Con la sentenza n. 3883/2024, di seguito scaricabile, la Cassazione Civile si è recentemente pronunciata relativamente al ricorso di un lavoratore licenziato per aver violato, con la propria condotta il codice disciplinare di cui al CCNL ed il sistema disciplinare del Modello di Organizzazione e Gestione ex D.Lgs. 231/01 adottato dalla Società Autostrade per l’Italia s.p.a.
I motivi di ricorso si basano principalmente su presunte violazioni normative e contrattuali nella qualificazione della condotta del lavoratore e nella conseguente applicazione della sanzione del licenziamento. In particolare, si contesta l’interpretazione data dalla Corte d’appello all’articolo 36 del CCNL Autostrade e Trafori, che prevede il licenziamento per “mancata applicazione volontaria delle disposizioni impartite dall’Azienda al fine di trarre vantaggio per sé o per l’Azienda stessa“.
La Corte di Cassazione, dopo aver esaminato i motivi di ricorso, ha ritenuto fondati i primi due motivi, in quanto la Corte d’appello avrebbe errato nell’interpretazione dell’articolo 36, lett. i) del CCNL, identificando il “vantaggio” nella mera inoperosità del lavoratore, che è invece la conseguenza diretta della condotta e non un fine esterno e ulteriore come richiesto dalla norma contrattuale.
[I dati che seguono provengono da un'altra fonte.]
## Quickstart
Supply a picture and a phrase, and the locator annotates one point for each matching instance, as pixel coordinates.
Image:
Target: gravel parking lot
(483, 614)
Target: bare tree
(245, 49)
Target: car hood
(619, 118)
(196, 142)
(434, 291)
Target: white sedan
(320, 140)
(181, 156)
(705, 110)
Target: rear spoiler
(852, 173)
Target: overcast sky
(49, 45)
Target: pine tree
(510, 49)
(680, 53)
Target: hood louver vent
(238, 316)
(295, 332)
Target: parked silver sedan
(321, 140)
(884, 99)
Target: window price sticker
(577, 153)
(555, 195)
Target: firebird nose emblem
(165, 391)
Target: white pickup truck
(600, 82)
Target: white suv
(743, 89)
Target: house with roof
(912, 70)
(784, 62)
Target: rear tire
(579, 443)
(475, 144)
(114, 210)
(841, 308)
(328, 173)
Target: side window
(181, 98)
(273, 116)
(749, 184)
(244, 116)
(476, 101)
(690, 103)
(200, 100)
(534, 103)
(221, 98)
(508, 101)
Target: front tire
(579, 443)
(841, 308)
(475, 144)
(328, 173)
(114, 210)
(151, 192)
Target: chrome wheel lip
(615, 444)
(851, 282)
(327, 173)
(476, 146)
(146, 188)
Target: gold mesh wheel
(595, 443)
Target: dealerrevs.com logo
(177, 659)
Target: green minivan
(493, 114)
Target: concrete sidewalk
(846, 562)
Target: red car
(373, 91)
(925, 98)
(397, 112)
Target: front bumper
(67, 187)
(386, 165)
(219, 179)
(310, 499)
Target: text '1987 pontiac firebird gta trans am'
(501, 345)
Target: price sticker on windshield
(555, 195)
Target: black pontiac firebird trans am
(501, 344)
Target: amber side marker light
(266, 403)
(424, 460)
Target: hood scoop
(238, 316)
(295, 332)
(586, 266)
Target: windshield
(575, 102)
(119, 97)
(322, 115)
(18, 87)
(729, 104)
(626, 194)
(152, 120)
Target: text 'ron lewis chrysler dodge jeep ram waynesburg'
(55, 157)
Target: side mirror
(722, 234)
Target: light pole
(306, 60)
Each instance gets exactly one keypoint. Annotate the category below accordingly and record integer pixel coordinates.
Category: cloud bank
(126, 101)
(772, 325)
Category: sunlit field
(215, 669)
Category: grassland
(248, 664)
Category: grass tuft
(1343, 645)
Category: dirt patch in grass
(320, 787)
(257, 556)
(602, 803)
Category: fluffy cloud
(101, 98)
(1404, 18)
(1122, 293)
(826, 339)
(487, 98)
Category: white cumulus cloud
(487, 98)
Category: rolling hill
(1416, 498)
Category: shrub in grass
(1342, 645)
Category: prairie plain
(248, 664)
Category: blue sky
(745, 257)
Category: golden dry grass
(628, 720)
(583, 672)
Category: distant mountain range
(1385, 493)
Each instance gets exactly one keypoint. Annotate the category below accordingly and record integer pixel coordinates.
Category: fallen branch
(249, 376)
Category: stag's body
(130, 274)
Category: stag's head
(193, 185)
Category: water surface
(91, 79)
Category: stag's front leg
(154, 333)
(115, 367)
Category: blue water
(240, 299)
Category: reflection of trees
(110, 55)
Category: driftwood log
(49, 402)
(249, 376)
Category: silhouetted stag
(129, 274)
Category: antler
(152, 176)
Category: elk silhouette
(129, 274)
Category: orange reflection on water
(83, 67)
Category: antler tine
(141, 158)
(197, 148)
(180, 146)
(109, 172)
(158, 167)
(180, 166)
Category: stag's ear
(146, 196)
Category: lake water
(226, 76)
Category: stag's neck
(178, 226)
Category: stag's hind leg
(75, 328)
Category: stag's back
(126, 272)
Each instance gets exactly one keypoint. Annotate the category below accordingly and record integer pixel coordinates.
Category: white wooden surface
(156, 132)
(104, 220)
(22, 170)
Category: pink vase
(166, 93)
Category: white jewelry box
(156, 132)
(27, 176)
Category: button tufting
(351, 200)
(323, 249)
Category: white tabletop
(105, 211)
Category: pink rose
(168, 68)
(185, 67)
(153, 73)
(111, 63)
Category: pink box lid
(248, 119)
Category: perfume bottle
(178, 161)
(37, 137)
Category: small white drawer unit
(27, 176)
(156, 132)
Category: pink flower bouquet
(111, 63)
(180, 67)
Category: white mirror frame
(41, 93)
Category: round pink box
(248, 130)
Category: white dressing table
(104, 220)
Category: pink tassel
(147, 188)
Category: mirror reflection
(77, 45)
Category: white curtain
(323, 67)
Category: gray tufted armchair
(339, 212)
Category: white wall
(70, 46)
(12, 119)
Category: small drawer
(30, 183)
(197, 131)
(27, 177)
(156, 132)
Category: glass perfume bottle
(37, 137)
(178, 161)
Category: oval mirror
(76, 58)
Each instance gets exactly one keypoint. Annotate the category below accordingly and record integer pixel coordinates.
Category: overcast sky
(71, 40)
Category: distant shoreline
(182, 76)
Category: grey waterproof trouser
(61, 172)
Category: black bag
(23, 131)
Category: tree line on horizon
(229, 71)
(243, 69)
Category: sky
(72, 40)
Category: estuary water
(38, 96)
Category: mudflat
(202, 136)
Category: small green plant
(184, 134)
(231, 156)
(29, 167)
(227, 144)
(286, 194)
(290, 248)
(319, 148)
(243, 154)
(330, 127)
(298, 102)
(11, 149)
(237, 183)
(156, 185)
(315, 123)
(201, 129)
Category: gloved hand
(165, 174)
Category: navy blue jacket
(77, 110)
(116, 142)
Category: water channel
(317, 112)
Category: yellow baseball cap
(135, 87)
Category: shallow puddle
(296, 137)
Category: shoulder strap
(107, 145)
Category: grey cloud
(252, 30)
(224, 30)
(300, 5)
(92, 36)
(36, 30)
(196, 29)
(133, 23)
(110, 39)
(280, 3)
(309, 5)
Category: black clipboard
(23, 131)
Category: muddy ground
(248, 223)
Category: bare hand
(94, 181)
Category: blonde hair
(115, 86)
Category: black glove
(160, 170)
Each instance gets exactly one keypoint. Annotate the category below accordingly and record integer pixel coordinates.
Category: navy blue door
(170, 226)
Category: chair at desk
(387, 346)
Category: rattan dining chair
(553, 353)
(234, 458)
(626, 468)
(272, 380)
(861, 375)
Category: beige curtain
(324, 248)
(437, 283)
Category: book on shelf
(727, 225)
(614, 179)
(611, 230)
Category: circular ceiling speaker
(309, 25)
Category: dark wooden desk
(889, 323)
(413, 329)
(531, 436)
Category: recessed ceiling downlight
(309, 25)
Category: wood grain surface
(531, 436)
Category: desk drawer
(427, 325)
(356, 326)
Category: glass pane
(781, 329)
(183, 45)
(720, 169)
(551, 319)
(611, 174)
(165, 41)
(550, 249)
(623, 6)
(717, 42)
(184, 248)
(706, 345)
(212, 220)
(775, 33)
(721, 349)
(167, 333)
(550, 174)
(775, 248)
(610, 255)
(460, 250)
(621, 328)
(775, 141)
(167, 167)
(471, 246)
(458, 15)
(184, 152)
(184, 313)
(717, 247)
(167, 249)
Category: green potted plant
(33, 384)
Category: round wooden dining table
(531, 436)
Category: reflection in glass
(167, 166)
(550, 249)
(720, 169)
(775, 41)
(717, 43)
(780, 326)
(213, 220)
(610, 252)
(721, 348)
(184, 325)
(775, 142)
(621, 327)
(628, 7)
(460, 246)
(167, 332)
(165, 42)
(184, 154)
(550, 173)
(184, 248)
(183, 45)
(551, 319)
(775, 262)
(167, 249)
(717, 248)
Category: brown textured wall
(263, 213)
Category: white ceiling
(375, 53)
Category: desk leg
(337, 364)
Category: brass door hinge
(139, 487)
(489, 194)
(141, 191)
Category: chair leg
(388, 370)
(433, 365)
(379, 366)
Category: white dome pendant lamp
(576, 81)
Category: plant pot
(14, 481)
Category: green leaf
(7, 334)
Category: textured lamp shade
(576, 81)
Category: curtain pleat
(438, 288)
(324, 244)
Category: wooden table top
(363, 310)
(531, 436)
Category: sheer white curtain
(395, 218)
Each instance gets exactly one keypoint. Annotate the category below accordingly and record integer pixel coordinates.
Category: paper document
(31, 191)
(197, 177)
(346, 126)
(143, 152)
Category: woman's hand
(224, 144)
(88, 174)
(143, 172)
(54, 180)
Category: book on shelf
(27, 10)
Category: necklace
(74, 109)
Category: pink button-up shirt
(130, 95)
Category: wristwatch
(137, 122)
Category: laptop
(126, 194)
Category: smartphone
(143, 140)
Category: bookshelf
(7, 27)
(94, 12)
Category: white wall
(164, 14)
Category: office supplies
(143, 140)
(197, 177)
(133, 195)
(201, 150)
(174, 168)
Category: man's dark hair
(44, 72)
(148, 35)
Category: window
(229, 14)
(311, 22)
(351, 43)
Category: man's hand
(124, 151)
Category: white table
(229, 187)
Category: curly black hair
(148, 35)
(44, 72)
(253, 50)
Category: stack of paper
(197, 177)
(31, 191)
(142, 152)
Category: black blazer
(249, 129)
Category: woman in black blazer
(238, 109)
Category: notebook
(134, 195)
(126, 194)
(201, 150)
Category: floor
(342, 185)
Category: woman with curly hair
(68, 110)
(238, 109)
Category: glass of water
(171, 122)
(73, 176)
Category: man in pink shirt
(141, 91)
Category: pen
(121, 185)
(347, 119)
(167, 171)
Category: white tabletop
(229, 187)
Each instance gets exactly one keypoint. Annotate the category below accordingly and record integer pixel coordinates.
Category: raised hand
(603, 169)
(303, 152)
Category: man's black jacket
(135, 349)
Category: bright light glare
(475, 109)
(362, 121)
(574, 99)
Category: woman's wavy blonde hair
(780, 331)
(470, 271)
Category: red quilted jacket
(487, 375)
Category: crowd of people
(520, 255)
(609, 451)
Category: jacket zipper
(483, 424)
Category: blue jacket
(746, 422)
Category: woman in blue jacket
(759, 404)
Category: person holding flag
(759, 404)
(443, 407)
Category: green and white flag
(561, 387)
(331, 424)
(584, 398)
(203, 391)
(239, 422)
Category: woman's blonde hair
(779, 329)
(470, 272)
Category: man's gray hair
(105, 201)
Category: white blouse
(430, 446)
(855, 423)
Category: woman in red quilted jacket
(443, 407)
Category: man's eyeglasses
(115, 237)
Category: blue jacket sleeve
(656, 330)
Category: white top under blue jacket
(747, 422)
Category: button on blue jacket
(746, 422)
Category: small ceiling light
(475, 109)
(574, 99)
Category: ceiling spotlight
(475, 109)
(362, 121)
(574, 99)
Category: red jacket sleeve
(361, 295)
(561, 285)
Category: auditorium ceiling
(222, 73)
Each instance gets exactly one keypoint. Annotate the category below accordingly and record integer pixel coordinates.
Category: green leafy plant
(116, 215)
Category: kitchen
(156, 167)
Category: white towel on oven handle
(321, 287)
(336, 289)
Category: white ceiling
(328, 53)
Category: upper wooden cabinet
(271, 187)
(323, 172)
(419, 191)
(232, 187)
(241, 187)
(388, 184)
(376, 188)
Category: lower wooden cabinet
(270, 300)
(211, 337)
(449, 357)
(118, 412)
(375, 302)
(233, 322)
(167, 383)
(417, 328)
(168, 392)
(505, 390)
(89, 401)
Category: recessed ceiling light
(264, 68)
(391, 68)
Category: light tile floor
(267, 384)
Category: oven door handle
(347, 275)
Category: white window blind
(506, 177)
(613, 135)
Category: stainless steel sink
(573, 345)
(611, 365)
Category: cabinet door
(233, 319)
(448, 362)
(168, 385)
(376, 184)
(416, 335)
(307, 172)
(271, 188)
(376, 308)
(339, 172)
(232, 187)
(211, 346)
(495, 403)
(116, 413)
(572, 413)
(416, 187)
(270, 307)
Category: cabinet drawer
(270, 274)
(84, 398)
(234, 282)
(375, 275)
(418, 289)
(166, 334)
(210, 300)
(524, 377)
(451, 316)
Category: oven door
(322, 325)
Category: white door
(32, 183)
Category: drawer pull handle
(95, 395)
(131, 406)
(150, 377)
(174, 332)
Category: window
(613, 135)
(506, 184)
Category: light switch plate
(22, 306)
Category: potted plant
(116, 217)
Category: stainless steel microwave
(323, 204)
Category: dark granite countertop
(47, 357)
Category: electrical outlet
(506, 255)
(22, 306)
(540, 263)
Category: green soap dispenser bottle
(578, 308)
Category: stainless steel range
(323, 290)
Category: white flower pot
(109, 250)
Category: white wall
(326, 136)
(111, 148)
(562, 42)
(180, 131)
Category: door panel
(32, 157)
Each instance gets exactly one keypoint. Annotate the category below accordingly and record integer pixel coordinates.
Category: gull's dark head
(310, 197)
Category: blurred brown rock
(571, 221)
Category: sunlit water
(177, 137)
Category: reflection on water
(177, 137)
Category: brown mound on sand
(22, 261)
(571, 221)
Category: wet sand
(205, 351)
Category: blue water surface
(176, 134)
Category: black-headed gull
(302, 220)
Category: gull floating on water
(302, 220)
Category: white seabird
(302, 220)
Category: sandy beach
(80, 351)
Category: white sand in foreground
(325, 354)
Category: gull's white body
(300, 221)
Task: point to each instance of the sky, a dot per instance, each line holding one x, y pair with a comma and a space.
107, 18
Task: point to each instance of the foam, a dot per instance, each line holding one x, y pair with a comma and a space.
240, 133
Si è ritenuto tuttavia che la contestazione mossa al lavoratore non avesse ad oggetto condotte integranti o, comunque, connesse a violazioni del Modello di organizzazione, come tali legate alla specifica mappatura dei rischi di reato e alle contromisure predisposte in base al D.Lgs. 231/01, non essendo sufficiente, a tal fine, la generica contestazione al dipendente di avere “creato disagi all’utenza e minato la sicurezza della circolazione”.
Nel caso di specie, quindi, l’addebito concerne unicamente la violazione degli obblighi imposti al dipendente dalle norme del codice civile, del contratto collettivo e del codice etico per avere agito “contravvenendo ai doveri lavorativi e in violazione dei principi di correttezza, lealtà e buona fede“.
Di conseguenza, la Suprema Corte ha cassato la sentenza impugnata e rinviato il caso alla Corte d’appello di Bologna, in diversa composizione, per un nuovo esame della fattispecie in conformità ai principi di diritto enunciati.
La decisione della Corte di Cassazione sottolinea l’importanza di una corretta interpretazione delle norme contrattuali e l’applicazione del principio di proporzionalità nella comminazione delle sanzioni disciplinari, in particolare quando si tratta di sanzioni gravi come il licenziamento.